If I started talking to someone about an acqui-hire and they expect to get a "discount" on salary and options/RSUs based on the acquisition price, then the acquisition price is artificially inflated to get my interest unless the hinted at acquisition amount makes the salary and RSUs a rounding error (in which case they'd be idiots to potentially antagonise a desirable hire over it). And I'd be tempted to tell them to fuck off just on principle.

Of course Google is not obliged to make him a good offer. But they ought to realise the damage these kind of approaches are doing to their brand amongst potential hires. For my part, while I've never experienced anything like in this article from Google, my experiences with (half a dozen plus) Google recruiters have been entirely negative whenever they've approached me, to the point where I recount my history with past Google recruiters every time a new one calls to make it clear to them why I am going to be short with them until/unless they prove they're worth my time.
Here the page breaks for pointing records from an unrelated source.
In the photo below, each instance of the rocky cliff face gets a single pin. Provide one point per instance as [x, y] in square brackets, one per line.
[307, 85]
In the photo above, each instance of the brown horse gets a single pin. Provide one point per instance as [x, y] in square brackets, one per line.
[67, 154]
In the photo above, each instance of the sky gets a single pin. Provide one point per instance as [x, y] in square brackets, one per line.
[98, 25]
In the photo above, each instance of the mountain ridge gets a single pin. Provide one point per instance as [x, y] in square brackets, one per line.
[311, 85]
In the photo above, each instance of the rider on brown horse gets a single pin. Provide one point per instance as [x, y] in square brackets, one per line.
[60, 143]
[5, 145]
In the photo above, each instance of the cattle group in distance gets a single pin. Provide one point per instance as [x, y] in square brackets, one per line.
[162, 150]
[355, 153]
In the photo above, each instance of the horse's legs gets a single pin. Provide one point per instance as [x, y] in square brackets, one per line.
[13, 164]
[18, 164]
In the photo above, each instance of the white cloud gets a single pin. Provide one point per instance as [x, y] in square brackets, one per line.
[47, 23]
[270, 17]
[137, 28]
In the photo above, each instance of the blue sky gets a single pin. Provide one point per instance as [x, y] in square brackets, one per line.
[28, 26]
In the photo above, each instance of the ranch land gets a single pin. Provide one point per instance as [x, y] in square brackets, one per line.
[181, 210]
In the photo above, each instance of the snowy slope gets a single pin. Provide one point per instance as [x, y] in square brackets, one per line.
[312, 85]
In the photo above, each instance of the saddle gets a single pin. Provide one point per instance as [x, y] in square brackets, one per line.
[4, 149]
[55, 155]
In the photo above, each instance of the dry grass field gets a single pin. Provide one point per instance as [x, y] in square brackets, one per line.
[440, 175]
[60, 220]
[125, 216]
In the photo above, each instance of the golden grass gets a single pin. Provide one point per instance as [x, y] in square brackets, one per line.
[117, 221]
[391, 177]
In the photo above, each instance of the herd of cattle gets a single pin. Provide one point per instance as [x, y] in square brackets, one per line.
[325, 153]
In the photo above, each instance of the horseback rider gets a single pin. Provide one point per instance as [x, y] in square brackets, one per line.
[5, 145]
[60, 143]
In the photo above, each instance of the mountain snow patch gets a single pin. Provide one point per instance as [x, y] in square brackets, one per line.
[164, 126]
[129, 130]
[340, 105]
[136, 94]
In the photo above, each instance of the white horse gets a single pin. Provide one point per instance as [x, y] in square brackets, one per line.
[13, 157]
No other company's has been as disrespectful of my time.

> Point being, there's nothing scammy about a deal being negotiated down

But there is plenty scammy about not making it clear that they are trying to hire him but instead giving the impression they are after his product.

The scam aspect has nothing to do with the valuations or how much the author's startup is actually worth, or whether the deal 'fell through'.

It's the blatant dishonesty of the Googlers making the approach that is inexcusable.